Mitrione: If somebody’s going to sell me short or not give me the credit due for my athleticism and the hard work I put in, that’s their responsibility; that’s their fault. But no, it’s not really intention on that aspect.

What it is intentional for is that I want to make sure that people understand — it’s real easy to see through and get tired of people who take themselves way too seriously and can never really enjoy where they’re at at the moment in time, and I do. I really do. Maybe it’s because I’m a burnout, maybe it’s because I listen to The Dead, but I really do understand that it’s been a long, strange trip, and I do take the time out to smell the flowers and enjoy the moment that I’m in. I feel that a lot of times, I really do enjoy the moment that I’m in and I absorb it; I breathe it in and take it in and say, “No shit — look what I’m doing right now. Look where I am right now. What a trip.”
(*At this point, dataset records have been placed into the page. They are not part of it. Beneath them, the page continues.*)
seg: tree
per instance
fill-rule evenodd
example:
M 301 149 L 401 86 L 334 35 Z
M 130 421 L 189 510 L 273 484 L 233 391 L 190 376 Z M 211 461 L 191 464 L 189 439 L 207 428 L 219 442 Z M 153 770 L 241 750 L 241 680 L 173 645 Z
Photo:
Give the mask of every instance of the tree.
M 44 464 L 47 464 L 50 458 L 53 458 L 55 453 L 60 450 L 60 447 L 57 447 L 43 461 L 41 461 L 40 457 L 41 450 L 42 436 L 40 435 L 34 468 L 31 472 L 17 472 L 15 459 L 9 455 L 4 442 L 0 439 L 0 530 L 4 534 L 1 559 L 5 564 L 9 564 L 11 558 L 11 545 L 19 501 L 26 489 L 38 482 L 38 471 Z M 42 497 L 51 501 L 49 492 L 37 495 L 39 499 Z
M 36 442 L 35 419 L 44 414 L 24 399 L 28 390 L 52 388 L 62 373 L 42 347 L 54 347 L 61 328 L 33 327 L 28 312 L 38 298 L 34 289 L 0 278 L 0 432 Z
I’ve got some many people that, honestly, if I didn’t play football, I probably wouldn’t have gone to college. I probably would have been working construction, so everything that has happened in my life has been because of sport and because of my work ethic, and I guess my ability at the same time (laughs), so I get to these points where I think… I’ve got so many great friends of mine who are still home, doing construction, framing in winter time. Who wants to do that shit? I was just fortunate enough that I’ve had enough hurdles and setbacks in my way that made me really appreciate when good things happen.